Hezbolá ha designado expertos en telecomunicaciones que han tratado de desmontar la investigación recurriendo a la teoría del robo de identidades, del que acusa a Israel. De este modo, los usuarios de los teléfonos no serían los acusados, sino otras personas que disponen de la tecnología para suplantar identidades. Para presentar su versión, Hezbolá convocó una rueda de prensa en la que sus expertos presentaron gráficos y datos que sustentarían la teoría.
Sin embargo, el lugar donde se deben probar los hechos de la acusación y la defensa es la sala de un tribunal, y los acusados ni siquiera reconocen su jurisdicción.
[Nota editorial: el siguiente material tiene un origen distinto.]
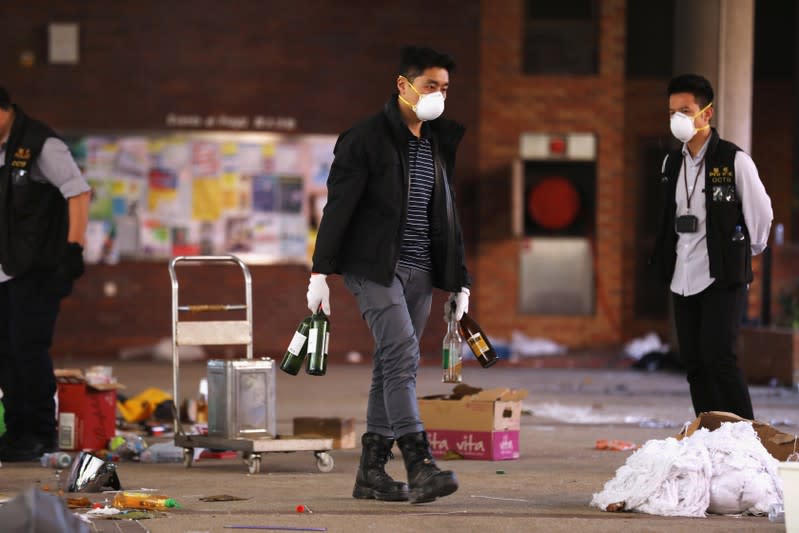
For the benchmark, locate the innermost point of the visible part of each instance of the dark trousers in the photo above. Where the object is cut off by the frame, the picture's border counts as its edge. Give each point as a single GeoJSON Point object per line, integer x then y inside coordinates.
{"type": "Point", "coordinates": [29, 306]}
{"type": "Point", "coordinates": [707, 330]}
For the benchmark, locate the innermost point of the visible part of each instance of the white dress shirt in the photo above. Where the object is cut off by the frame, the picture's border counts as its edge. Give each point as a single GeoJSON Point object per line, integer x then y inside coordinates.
{"type": "Point", "coordinates": [692, 269]}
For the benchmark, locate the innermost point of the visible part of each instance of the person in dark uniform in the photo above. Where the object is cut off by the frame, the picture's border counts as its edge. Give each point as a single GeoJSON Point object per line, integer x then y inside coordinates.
{"type": "Point", "coordinates": [43, 219]}
{"type": "Point", "coordinates": [716, 216]}
{"type": "Point", "coordinates": [391, 228]}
A los acusados los está juzgando un tribunal al que no reconocen y que los ha dotado de una defensa que se está oponiendo a la acusación con la independencia propia de un proceso con garantías. En realidad, a los acusados ni siquiera se les ha podido citar personalmente, porque ha sido imposible encontrarlos. El tribunal los ha tenido por citados después de la cobertura masiva del juicio en los medios de comunicación libaneses.
Así, el juicio que se presentaba como el fin de la impunidad institucional en el Líbano –uno de los tópicos recurrentes al hablar del País del Cedro– queda privado de efectos prácticos jurídicos, al menos por el momento. Sea cual sea la sentencia, Hezbolá se opondrá a ella, lo que en la práctica significa que los condenados –si los hay– no serán entregados a la Justicia ni sufrirán consecuencia alguna. Lo mismo cabe decir de la colaboración siria e iraní. Esto recuerda –de algún modo– la situación derivada de la investigación argentina del atentado contra la AMIA en 1994. Se libraron órdenes internacionales de detención contra altos funcionarios iraníes, se aportaron materiales incriminatorios que las sustentaban… pero al final la presión política y diplomática terminó abriendo la puerta a una nueva investigación con participación iraní, de cuya independencia e imparcialidad se duda cada vez más.
Mientras Hezbolá mantenga su fuerza en el Líbano –hablar de su desarme suena a broma macabra– y mientras Asad resista en Siria, no habrá motivo alguno para pensar que los culpables del asesinato de Hariri sufran castigo alguno. Lo mismo cabe decir del aliado iraní, que goza de una simpatía internacional creciente debido a la imagen de moderado que ha sabido cultivar gracias a una inteligente campaña de relaciones públicas y propaganda. Las más de 500 ejecuciones de pena de muerte que se han producido en Irán desde el ascenso al poder de Ruhaní quedan opacadas por su simpatía en Twitter y su sonrisa.
¿Es inútil este juicio? No. Sus conclusiones pueden producir un cambio político en el Líbano, aunque es improbable que se produzca una segunda Revolución del Cedro. La influencia de Damasco quedará condicionada, en realidad, por el resultado de la guerra civil siria, que Asad no termina de ganar ni de perder. Por otra parte, se trata de una investigación y un juicio que pueden confirmar muchas de las sospechas que existían sobre las personas involucradas en la muerte de Hariri. Si en el futuro la situación política cambia, tal vez la decisión del tribunal pueda contribuir a crear escenarios insospechados. Imaginemos, por ejemplo, un pronunciamiento sobre la participación de otros países en el magnicidio, en el que además de Hariri murieron otras 21 personas y 226 resultaron heridas. No me parece descabellado.